On Tue, 28 Oct 2025 07:28:25 GMT, John Hendrikx <[email protected]> wrote:

> It is starting to look like there may be more code relying on double layouts 
> than I thought, even though most controls work absolutely fine. I think that 
> it is still worth pursuing eliminating the need for these (as you can 
> temporarily see the "wrong" positions), but it may take longer as each of 
> these will need an investigation.
> 
> I remain convinced though that the original fix in 
> https://bugs.openjdk.org/browse/JDK-8137252 was applied too hastily, and only 
> worked because it, unintentionally, simply always allowed double layouts.

That is very well possible, but it is what it is. I believe the main goal of 
the layout phase in a pulse is to make sure that "ultimately", all 
direct/indirect requests are handled. The secondary goal is that it should be 
done as efficient as possible, e.g. do not require 2 (or more) passes unless 
absolutely needed. 
The issue is, though, that there are a huge amount of possible scenarios, 
leading to situations that can not be dealt with by a single, optimized flow. I 
started documenting and analyzing scenarios, and even a very basic 2 node case 
poses issues that can go wrong.
Looking at it with our openjfx glasses, some of these scenarios are really bad. 
However, developers without internal knowledge often have no idea how and why 
it can go wrong. Adding bindings/listeners between siblings is a very common 
pattern, and when looking at my old code, I made tons of "mistakes" by having 
too much bindings that asked the layout phase to solve an almost impossible 
job. 
At least the layout system in JavaFX gives developers lots of freedom, and it 
promises to handle all edge cases. That fulfills the main goal (correct 
rendering, perhaps after a number of pulses, leading to flickering), but it 
makes the second goal (top-efficiency) really hard.

To make it harder (but very understandable), the layout phase spans a number of 
classes, where different concepts/choices are made (e.g. both Parent and Node 
have internal state that is used to determine whether to initiate a new pulse). 
That makes it really hard to come up with a system that would typically be used 
in these situations: use an algorithm that always works (although maybe less 
performant), and use optimizations in specific cases (e.g. no bindings in 
properties of children in a chontainer -> use this branch).

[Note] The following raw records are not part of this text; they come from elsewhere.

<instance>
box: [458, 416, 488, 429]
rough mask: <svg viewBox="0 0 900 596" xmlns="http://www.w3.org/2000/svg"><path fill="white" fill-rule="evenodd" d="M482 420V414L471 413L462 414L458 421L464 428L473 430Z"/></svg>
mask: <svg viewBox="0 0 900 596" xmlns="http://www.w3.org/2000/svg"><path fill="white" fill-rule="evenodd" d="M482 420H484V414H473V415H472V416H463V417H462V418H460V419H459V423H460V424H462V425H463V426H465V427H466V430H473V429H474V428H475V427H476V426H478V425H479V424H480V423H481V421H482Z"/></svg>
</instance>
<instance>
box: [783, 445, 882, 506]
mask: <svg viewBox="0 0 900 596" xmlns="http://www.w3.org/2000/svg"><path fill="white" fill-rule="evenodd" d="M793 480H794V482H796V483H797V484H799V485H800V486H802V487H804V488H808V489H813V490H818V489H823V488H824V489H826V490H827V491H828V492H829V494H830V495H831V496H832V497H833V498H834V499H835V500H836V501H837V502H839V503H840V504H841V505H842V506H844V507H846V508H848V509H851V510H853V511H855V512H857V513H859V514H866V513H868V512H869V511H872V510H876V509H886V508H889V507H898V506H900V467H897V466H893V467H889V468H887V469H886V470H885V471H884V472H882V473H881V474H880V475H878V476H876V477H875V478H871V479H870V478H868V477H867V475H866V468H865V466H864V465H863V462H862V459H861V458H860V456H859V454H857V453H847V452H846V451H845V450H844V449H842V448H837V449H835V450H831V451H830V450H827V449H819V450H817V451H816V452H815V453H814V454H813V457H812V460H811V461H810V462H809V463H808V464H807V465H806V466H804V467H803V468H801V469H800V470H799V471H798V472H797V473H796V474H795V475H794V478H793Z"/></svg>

Something I've been thinking about every now and then is to introduce runtime 
warnings (ideally compiler *errors*, but that would require lots of upfront 
analysis), where the layout subsystem can warn that "a pretty complex situation 
occurred", e.g. when it is running into cyclic conditions that are not trivial 
to resolve without performance degradation. But that would be a major effort 
and conceptual change.

TLDR: I feel your pain and it can be very frustrating having to deal with 
non-optimal but valid code, deployed in the wild.